Though the case was subject to a costs management order dated 9 April 2015, the bill narrative argued that there was no approved budget because the court later accepted on two occasions that considerable developments in the case meant that updated costs budgets were necessary.
It said updated budgets were prepared and served, but were not considered by the court and so not approved. “As the revised budgets were ordered by the court, it is considered that the initial approved budget of 11.04.2015 is deemed to be superseded and that there is no approved budget in this case or, in any event, it is a circumstance which allows the court to assess the costs without being constrained by the outdated original budget.”
But Master Nagalingam said “the fact is there is simply no mechanism by which a costs management order can be ‘deemed to be superseded’”.
He continued: “Firstly, for something to be superseded, then something else must take its place. While I acknowledge that revised budgets were exchanged and filed, at no time was the original costs management order replaced.”

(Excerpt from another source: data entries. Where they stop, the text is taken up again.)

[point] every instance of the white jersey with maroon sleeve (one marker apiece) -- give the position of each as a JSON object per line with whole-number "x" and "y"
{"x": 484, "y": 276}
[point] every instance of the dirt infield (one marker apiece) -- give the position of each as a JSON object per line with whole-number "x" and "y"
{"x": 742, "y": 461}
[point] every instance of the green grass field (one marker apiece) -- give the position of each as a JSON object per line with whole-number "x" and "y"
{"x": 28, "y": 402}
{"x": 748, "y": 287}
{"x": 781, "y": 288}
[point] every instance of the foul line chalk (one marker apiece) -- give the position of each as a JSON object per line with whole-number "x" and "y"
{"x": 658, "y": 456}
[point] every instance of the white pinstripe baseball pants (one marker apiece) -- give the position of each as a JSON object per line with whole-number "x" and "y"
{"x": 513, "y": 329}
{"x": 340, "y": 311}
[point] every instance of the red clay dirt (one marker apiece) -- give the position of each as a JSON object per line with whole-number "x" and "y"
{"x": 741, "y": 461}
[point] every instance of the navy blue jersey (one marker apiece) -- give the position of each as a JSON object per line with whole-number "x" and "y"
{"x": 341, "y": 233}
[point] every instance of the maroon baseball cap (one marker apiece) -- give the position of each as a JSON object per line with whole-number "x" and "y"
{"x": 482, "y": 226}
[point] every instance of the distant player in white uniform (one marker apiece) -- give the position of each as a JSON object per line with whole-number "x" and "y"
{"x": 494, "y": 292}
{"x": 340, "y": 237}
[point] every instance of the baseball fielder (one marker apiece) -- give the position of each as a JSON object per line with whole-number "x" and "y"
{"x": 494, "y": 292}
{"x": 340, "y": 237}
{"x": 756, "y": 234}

The costs judge could not retrospectively approve a revised budget, he said. “Regardless of what the claimant may say with respect to substantial or considerable developments, or indeed significant developments, the assessing court cannot second-guess what the case managing court would have done.

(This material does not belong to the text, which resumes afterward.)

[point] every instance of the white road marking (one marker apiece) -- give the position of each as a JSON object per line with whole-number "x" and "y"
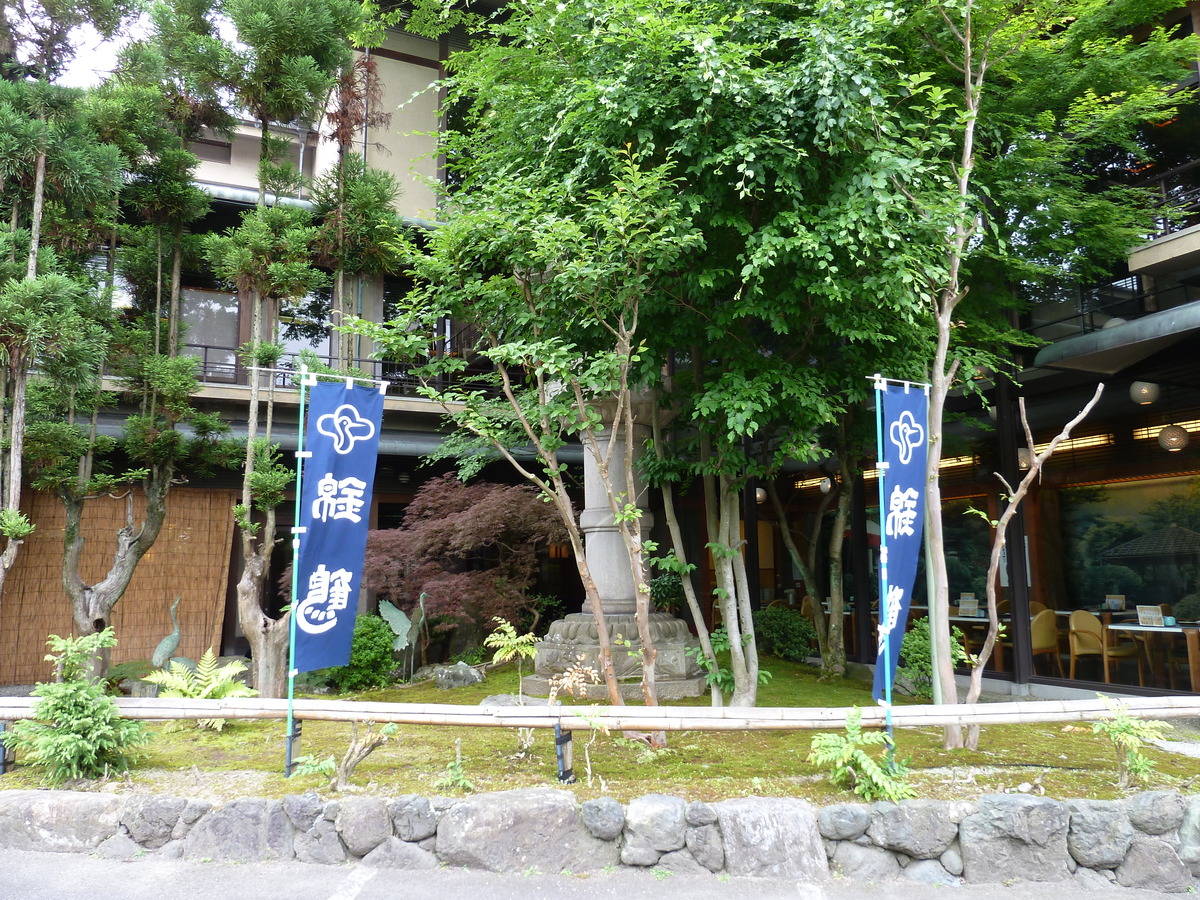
{"x": 354, "y": 883}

“That is an exercise which would have been undertaken on a phase-by-phase basis, and with no guarantee that the case managing court would have agreed that revisions to the budgets were necessary at all.”

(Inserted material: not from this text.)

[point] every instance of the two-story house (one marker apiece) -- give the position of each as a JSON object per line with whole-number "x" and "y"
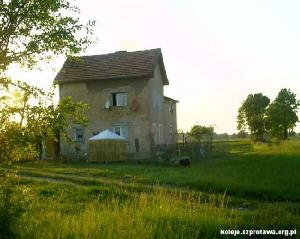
{"x": 125, "y": 93}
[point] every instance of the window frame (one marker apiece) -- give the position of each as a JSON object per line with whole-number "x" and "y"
{"x": 116, "y": 101}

Further, the master said: “For a costs management order to be set aside, that must be in explicit terms. An order cannot be ‘deemed’ to be set aside by inference.”
It did not matter that directions were given which allocated court time to revisit the budgets; the fact that they were not meant the original costs management order remained in place and operative.
Master Nagalingam rejected the claimant’s alternative argument that he should use his inherent powers under CPR 1.1 as a mechanism to depart from the rigour of a practice direction which the claimant said was intended for the generality of cases.
“It will undoubtedly incur expense to draft a new bill of costs, but the fact of that expense does not excuse compliance with a rule, practice direction or order. In any event, given the substantial amount of costs being sought, the expense of preparing a compliant bill will be a proportionate exercise as compared with the amount of costs claimed…
“Further, there is no justice at all in allowing the detailed assessment of a costs managed case to continue in the absence of a phased bill. A costs management order was made and remains in force. Events may have occurred in the litigation since the making of the costs management order, but the order was never set aside or amended.”
The master added that the risk of any unfairness in these circumstances was extinguished by the claimant’s ability to argue there was good reason to depart from the budgeted costs.
Roger Mallalieu (instructed by Eatons Solicitors) for the claimant, Robin Dunne (instructed by Acumension) for the defendant.